Betty Smith, A Tree Grows in Brooklyn

Sunday, July 25, 2010

a special cuppa

Coffee in styrofoam is against my religion.
Betsy CaƱas Garmon

my sprigware cup and saucer
It's not my imagination. Coffee and tea actually do taste better when sipped from something lovely. A few years ago, I switched from coffee to tea, and contrary to my preconceived notion, it didn't kill me. My bits of insomnia are now nearly non-existent, but I do sorely miss my java. I had to celebrate this weekend and have a nice strong cuppa, with real cream, in my pretty new vintage cup! My dear friends, Kary and Teddy, sent it to me, as part of her one year blogoversary celebration giveaway over at My Farmhouse Kitchen. Pop over and pay her a visit. Tell them Willow sent you. Grab a wonderful recipe or two, while you're there.

sprigware collection
from Country Living
Isn't it just too charming? Kary tells me its called "sprigware", I term I was unfamiliar with, so naturally, I headed to Google. I didn't find much on the subject, but I did learn that much china in early America was imported from Great Britain. "Sprigging" is a technique used in the manufacture of pottery, where ornaments are moulded or stamped separately, and then attached, or "sprigged" to the body of the piece with slip. Sprigging was used extensivley in Staffordshire. From what I can tell this lovely little sprigware cup and saucer dates from the mid-1800's.

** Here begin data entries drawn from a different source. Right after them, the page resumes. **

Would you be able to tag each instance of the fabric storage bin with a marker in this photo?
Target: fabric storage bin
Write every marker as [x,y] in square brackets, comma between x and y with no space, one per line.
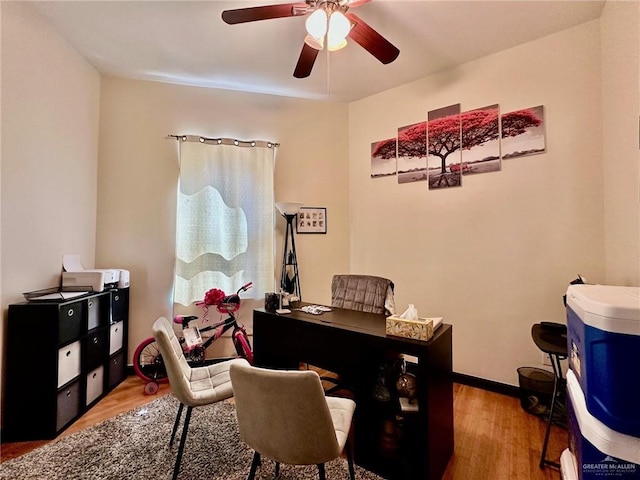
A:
[603,324]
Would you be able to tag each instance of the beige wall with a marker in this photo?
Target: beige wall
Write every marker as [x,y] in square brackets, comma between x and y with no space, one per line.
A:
[620,26]
[50,101]
[496,255]
[139,170]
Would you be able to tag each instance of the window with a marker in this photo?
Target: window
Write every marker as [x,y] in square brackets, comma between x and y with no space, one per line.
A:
[225,217]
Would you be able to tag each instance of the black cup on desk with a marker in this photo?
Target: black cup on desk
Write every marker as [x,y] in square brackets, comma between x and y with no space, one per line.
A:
[271,301]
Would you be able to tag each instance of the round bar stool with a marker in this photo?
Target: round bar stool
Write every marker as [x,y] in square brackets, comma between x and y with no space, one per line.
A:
[551,338]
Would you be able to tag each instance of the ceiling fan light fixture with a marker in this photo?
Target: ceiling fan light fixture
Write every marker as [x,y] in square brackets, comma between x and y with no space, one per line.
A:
[339,25]
[313,42]
[317,23]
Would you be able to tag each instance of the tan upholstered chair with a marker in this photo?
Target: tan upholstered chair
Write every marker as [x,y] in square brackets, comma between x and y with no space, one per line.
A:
[192,386]
[365,293]
[284,415]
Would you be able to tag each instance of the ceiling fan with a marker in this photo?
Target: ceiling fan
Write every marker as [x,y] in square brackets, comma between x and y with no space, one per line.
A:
[328,19]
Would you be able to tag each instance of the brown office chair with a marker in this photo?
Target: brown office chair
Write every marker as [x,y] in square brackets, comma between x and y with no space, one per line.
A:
[364,293]
[285,416]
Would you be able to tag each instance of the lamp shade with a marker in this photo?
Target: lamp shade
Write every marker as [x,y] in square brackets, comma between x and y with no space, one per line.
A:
[288,208]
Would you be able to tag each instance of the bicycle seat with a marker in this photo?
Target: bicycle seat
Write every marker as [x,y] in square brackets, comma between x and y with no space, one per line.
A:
[184,319]
[229,304]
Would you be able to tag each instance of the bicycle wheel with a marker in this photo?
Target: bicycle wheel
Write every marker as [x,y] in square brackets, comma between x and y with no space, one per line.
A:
[148,363]
[242,344]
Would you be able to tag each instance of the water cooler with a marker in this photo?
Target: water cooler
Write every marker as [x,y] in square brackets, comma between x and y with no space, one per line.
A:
[603,383]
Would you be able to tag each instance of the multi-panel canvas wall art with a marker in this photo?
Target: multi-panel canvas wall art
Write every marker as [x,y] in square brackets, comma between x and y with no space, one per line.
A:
[450,144]
[523,133]
[443,147]
[412,153]
[383,158]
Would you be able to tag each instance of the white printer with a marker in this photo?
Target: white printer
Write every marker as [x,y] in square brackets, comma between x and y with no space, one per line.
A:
[75,276]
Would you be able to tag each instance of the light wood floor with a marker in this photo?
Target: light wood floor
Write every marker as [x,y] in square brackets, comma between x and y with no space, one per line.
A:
[494,438]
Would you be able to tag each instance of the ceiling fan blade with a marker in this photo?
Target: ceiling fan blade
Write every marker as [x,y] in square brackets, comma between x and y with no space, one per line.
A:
[265,12]
[305,61]
[372,41]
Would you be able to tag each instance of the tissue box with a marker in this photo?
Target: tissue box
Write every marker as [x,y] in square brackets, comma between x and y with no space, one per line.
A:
[421,329]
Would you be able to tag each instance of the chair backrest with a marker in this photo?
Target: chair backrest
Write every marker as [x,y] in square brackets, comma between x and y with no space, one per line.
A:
[283,414]
[178,370]
[364,293]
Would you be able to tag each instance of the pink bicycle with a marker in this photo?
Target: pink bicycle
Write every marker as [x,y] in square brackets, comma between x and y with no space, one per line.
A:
[147,360]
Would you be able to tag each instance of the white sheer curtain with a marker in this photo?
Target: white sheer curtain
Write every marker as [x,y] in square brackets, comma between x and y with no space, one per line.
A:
[225,218]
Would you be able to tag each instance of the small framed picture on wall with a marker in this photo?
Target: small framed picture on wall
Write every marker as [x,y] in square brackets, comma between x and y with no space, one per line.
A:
[312,220]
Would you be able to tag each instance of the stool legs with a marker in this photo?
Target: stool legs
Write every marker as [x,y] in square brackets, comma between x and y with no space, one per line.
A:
[558,378]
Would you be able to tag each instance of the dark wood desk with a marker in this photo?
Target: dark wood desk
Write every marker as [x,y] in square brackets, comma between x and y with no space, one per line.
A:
[354,345]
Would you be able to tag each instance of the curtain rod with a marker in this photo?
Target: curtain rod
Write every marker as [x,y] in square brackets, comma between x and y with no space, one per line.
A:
[225,141]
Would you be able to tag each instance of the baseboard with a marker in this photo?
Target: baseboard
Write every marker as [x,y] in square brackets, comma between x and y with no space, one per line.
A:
[490,385]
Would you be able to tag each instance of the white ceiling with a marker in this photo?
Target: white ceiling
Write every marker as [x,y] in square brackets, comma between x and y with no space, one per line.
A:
[187,42]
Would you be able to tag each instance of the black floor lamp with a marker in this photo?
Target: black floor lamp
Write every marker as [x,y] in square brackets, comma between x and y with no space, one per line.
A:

That cup of coffee was extra heavenly. My will power remained intact, and I just had one cup. Kary was kind enough to tuck in a few packages of Starbucks delicious madeleines as an added treat. She must have picked up on the wavelength of my goal to make the best madeleines in the Midwest. I have a delicious new recipe for madeleines from Margaret, and her beautiful blog, The Earthly Paradise. Now all I need is the pan. So, stay tuned.

Tuesday, April 6, 2010

coffee, bullvinkle and me


I miss my Java. Okay, I admit it, on special occasions, like yesterday, Easter morning, I treat myself to a cup. The days of my morning potfulls are gone. A year or so ago, I went cold turkey off the bean. You know, it wasn't nearly as difficult as I thought. I braced for all kinds of nasty withdrawal symptoms; headaches, dragging around in a zombie-like state. But, no, I sailed into tea drinking seas quite smoothly, I'm proud to say, and I'm sleeping again, like a baby.

Don't get me wrong. Tea can't even be compared to The Cuppo. I would refer to it as "cuppa", but that would be considered female, wouldn't it? Coffee is definitely masculine in my book, full of brawn and gusto. Maybe I should call it "Javo", as well? Tea, on the other hand, is delicately feminine. I like tea, but it isn't a qualified replacement for coffee. I realize how much I miss coffee, after I have a cup. That rich, dark, glorious jolt sends me to the stars, or actually, to be more specific, it sends me to Bullwinkle.

Since I rarely drink it, the grand fix of caffeine makes me jazzed. The theme song from The Rocky and Bullwinkle Show (that would be "Bullvinkle" to Boris and Natasha) spins fast in my head. So, while I'm in temporary heaven, with the aroma and flavor, the jolt makes me fly like a supersonic squirrel. Not to worry. I visit Bullwinkle J. Moose and his friends, in Moosylvania, where it's good to the last drop, only occasionally, like on Ground Hog's Day and Easter.